AdaptiveFlow can perform virtual screening on a library of 69 billion molecules.
The biggest hurdle in ultra-large-scale virtual screening (ULVS) is computational cost. If you try to use traditional docking methods to “test” billions of molecules one by one in a target’s binding pocket, the cost in resources and time is enough to make any project leader give up. AdaptiveFlow takes a smarter path. Instead of starting with “brute-force” docking, the researchers first did a quick “reconnaissance” of the entire chemical space using a multi-dimensional grid of molecular properties.

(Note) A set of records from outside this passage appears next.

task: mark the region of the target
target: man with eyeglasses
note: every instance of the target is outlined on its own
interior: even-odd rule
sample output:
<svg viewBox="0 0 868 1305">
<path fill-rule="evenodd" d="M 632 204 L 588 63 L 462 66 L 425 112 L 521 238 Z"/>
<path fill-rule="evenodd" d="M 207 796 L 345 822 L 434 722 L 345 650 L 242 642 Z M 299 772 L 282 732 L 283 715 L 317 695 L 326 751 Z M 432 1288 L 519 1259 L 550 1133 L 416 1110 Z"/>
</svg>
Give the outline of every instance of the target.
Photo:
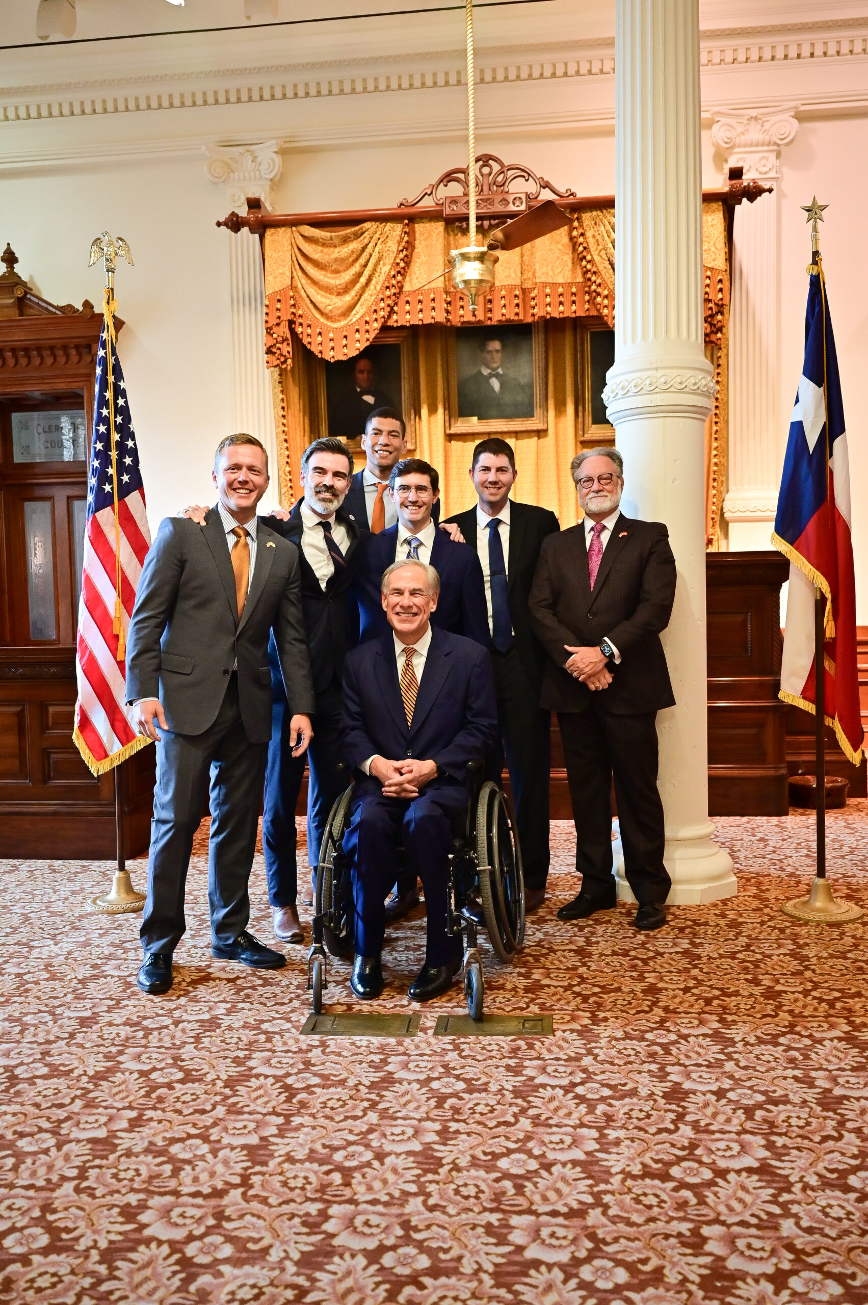
<svg viewBox="0 0 868 1305">
<path fill-rule="evenodd" d="M 548 654 L 542 706 L 557 713 L 582 876 L 581 891 L 557 915 L 583 920 L 617 904 L 613 778 L 634 923 L 659 929 L 672 883 L 663 864 L 657 713 L 675 705 L 660 643 L 675 600 L 675 557 L 664 525 L 620 512 L 616 449 L 585 450 L 570 471 L 585 519 L 543 542 L 530 591 L 531 624 Z"/>
<path fill-rule="evenodd" d="M 486 582 L 479 557 L 467 544 L 456 543 L 433 522 L 440 495 L 440 476 L 422 458 L 402 458 L 389 475 L 389 497 L 398 519 L 377 535 L 365 535 L 359 551 L 355 592 L 359 600 L 359 642 L 382 638 L 389 622 L 382 608 L 382 573 L 393 562 L 418 561 L 433 566 L 440 577 L 437 606 L 431 624 L 448 634 L 491 646 Z M 456 529 L 456 527 L 452 527 Z M 402 919 L 419 903 L 416 874 L 398 877 L 394 898 L 386 904 L 386 920 Z"/>
</svg>

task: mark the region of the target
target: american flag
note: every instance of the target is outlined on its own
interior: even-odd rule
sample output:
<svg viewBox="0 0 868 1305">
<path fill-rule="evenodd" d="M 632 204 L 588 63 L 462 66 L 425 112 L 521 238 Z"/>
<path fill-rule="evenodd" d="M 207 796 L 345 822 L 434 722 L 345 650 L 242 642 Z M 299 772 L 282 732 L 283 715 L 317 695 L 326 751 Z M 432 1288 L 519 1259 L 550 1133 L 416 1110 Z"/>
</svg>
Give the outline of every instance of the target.
<svg viewBox="0 0 868 1305">
<path fill-rule="evenodd" d="M 97 356 L 85 562 L 76 647 L 78 701 L 73 739 L 94 775 L 111 770 L 146 743 L 136 735 L 127 715 L 124 652 L 136 587 L 145 553 L 150 548 L 150 530 L 136 432 L 114 334 L 114 321 L 110 317 L 103 322 Z M 117 476 L 116 517 L 114 470 Z"/>
</svg>

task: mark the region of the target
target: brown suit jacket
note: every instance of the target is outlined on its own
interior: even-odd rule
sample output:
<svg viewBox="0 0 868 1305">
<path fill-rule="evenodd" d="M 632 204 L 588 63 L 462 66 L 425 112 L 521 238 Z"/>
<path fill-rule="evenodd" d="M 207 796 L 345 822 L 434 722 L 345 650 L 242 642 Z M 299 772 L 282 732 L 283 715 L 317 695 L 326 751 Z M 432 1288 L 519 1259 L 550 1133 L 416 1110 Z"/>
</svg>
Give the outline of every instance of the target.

It’s like trying to find a person who meets specific criteria in an entire country. Do you go door-to-door, or do you first pull up a map, use key filters like age, occupation, and region to narrow it down to a few key cities or even neighborhoods, and then do your in-person search? AdaptiveFlow does the latter. This pre-filtering focuses the computation on the most promising regions of chemical space, cutting costs by about 1,000-fold.
The entire platform is built on the cloud and can use millions of CPU cores in parallel, which is an impressive engineering feat in itself. Best of all, it’s open-source. This means researchers in academia and at small biotech companies can now use this kind of “heavy artillery” that was once only affordable for large pharmaceutical companies.
Of course, no matter how good a platform sounds, you have to see if it can catch “fish.” This time, they targeted two proteins: PARP-1 and FSP1.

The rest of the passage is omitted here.